Human N-Acylsphingosine Amidohydrolase 2 (ASAH2) ELISA Kit
SEE689Hu-5x96wellstestplate 5x96-wells test plate
EUR 2575.5
Description: This is Double-antibody Sandwich Enzyme-linked immunosorbent assay for detection of Human N-Acylsphingosine Amidohydrolase 2 (ASAH2) in serum, plasma, tissue homogenates and other biological fluids.

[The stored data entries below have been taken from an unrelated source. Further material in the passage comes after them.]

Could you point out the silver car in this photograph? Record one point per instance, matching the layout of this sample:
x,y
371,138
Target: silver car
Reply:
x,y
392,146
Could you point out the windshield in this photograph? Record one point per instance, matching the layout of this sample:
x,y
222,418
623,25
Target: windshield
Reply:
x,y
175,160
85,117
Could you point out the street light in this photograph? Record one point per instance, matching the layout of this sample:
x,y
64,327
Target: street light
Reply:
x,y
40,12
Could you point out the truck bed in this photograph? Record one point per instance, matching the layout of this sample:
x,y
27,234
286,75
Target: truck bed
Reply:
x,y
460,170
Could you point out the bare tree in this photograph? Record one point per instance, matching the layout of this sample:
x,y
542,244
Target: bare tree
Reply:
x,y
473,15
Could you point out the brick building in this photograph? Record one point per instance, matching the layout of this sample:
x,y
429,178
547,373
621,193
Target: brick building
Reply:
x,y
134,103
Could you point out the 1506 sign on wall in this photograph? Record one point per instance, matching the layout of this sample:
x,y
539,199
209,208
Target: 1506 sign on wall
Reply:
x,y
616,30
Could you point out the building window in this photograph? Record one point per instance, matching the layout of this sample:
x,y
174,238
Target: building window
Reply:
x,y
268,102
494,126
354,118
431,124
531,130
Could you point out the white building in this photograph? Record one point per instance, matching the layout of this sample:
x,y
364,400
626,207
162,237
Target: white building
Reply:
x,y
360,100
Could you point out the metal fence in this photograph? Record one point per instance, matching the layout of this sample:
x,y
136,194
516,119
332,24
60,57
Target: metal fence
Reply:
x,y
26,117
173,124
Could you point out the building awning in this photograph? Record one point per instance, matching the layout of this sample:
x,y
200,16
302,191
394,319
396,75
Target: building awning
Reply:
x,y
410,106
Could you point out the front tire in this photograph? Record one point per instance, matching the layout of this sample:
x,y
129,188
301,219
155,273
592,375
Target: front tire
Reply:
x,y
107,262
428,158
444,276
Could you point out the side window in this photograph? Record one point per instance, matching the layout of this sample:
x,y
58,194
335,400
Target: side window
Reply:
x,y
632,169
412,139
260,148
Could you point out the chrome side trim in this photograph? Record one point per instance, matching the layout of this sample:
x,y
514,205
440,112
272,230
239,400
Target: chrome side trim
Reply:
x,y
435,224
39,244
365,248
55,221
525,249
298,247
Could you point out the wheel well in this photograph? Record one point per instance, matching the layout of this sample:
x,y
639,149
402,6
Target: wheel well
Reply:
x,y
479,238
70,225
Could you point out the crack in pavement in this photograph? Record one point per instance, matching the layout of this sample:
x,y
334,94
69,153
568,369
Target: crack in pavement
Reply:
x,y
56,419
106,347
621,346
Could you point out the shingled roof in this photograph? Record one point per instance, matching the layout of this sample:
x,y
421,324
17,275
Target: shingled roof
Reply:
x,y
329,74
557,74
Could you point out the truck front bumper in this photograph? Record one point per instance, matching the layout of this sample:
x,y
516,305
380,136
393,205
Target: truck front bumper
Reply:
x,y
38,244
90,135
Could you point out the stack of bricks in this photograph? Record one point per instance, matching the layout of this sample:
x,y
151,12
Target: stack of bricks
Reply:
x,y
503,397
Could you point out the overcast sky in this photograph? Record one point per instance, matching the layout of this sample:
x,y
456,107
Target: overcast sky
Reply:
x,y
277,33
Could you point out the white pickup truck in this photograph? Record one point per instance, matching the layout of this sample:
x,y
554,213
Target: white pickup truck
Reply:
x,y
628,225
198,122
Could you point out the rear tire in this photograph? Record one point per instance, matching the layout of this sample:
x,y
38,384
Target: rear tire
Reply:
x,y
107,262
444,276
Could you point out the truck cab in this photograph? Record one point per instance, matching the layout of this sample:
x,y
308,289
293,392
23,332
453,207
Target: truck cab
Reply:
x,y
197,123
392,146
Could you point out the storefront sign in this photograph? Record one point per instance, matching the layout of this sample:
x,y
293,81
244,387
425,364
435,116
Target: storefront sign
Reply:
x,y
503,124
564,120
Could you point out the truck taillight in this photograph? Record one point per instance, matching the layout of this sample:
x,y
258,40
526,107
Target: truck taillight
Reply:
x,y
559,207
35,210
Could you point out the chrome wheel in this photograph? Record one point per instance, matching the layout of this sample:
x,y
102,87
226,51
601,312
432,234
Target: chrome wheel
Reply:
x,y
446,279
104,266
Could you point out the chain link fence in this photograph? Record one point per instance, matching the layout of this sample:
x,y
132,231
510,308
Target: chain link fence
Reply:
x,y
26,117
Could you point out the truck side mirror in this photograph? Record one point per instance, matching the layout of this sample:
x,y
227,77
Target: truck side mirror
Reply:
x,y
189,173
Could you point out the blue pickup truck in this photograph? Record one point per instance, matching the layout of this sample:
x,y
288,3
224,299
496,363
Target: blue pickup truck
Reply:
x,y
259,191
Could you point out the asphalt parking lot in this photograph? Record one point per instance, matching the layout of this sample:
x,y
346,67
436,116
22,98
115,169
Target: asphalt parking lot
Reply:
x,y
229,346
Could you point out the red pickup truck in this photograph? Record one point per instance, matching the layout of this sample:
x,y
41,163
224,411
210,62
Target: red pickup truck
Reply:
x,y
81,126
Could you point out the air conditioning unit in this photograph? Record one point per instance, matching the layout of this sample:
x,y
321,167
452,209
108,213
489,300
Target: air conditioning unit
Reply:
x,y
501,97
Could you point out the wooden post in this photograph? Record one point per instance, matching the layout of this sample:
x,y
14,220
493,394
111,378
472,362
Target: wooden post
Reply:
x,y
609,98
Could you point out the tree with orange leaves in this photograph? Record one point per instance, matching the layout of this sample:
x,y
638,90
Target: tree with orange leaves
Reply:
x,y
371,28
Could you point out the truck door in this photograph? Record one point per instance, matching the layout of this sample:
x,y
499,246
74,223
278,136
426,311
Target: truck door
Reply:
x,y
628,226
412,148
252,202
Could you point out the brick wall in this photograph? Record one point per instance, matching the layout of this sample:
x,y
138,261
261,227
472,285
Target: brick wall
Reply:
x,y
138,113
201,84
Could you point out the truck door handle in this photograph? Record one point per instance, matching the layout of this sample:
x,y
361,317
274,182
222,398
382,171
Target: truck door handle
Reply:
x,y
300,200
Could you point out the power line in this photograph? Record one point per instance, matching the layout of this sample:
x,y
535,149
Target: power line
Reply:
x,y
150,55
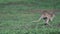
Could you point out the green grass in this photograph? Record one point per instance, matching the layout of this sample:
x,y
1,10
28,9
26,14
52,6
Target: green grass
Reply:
x,y
17,18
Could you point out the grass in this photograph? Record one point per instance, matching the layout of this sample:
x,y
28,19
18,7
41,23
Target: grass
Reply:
x,y
17,18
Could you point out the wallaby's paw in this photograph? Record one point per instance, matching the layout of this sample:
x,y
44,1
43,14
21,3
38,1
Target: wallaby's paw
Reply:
x,y
34,21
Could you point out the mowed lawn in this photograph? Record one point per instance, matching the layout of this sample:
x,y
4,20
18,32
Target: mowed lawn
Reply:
x,y
17,18
13,21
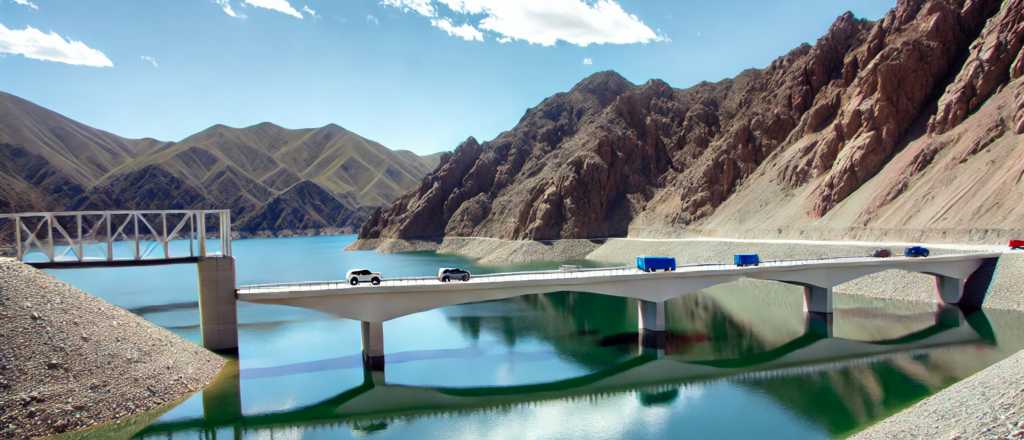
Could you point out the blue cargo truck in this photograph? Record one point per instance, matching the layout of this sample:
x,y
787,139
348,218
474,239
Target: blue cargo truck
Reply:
x,y
650,264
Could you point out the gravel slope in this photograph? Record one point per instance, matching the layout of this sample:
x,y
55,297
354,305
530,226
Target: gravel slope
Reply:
x,y
69,360
986,405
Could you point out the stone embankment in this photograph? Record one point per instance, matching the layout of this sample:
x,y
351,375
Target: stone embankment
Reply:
x,y
70,360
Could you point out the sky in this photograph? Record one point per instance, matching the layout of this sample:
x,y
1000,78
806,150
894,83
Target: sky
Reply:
x,y
419,75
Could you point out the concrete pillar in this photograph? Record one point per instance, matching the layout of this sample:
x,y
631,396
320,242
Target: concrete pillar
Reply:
x,y
651,323
817,300
968,293
373,345
819,324
373,377
950,290
218,316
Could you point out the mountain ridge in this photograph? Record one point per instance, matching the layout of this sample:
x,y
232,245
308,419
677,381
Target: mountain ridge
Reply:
x,y
833,136
53,163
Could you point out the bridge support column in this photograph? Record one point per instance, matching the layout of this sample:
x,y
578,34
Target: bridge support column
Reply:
x,y
652,323
968,293
218,317
950,290
819,324
817,300
373,346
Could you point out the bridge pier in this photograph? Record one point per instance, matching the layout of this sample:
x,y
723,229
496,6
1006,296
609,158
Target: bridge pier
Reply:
x,y
373,345
651,322
967,292
819,324
218,316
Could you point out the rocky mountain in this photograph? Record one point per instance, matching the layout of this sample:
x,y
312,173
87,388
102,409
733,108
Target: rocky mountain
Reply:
x,y
273,179
904,127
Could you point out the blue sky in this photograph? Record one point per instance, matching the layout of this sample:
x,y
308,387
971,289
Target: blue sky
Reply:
x,y
421,75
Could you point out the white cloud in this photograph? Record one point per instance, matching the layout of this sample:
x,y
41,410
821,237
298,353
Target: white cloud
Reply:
x,y
282,6
465,32
423,7
225,5
35,44
581,23
27,3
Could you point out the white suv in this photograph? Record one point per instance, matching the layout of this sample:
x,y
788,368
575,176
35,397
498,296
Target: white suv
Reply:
x,y
355,276
445,274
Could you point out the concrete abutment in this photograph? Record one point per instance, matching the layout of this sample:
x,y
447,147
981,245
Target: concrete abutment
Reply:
x,y
217,308
373,345
652,325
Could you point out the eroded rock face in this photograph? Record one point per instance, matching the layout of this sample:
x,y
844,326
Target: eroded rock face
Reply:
x,y
993,58
828,117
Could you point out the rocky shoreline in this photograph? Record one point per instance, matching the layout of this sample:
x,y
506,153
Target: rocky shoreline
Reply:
x,y
70,360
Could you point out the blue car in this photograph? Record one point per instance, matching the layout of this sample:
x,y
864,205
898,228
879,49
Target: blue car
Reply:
x,y
915,251
650,264
742,260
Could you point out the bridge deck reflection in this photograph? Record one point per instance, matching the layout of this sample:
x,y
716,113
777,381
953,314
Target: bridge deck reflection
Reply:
x,y
650,370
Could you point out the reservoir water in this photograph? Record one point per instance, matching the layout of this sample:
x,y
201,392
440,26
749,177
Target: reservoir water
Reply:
x,y
740,360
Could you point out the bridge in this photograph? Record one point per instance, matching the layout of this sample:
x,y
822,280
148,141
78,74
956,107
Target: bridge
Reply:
x,y
120,238
64,240
109,238
649,370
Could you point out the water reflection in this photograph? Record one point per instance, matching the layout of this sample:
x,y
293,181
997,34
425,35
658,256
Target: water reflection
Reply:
x,y
824,379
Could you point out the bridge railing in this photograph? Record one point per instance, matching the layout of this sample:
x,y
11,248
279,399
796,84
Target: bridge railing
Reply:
x,y
70,236
546,274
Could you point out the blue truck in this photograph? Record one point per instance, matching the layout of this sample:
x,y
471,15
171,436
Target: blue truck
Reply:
x,y
650,264
747,260
915,251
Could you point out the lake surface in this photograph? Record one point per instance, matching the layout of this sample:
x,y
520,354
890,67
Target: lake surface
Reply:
x,y
740,360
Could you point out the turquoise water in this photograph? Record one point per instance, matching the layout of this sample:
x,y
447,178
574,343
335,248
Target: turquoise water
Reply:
x,y
740,360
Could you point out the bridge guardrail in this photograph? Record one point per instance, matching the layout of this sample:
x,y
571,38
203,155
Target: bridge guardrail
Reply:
x,y
542,274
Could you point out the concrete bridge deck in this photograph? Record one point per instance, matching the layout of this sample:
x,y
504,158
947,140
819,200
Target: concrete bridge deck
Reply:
x,y
961,279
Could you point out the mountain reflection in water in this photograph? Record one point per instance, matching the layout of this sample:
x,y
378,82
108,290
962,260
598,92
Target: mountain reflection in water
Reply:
x,y
820,379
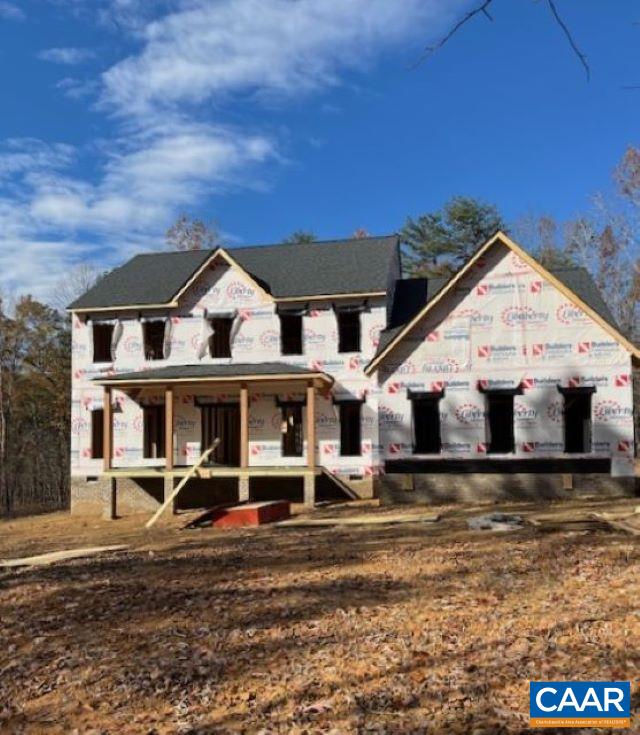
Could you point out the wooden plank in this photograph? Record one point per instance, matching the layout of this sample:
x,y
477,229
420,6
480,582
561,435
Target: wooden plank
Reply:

Consequently, a easy change of information treatment-IPD quantification methodology-resulted in a decrease uncertainty of the estimated illicit drug focus, one of many principal steps contributing to the ultimate uncertainty within the normalized each day drug consumption by means of WBE. The present research demonstrated that the employment of IPD may also be very attention-grabbing for future purposes of WBE, particularly when matrix results are excessive, complicating correct quantification. In addition, when a excessive variety of samples and/or compounds have to be analysed, IPD is quicker than calibration and, finally, cost-effective when isotopically labelled inner customary is very costly.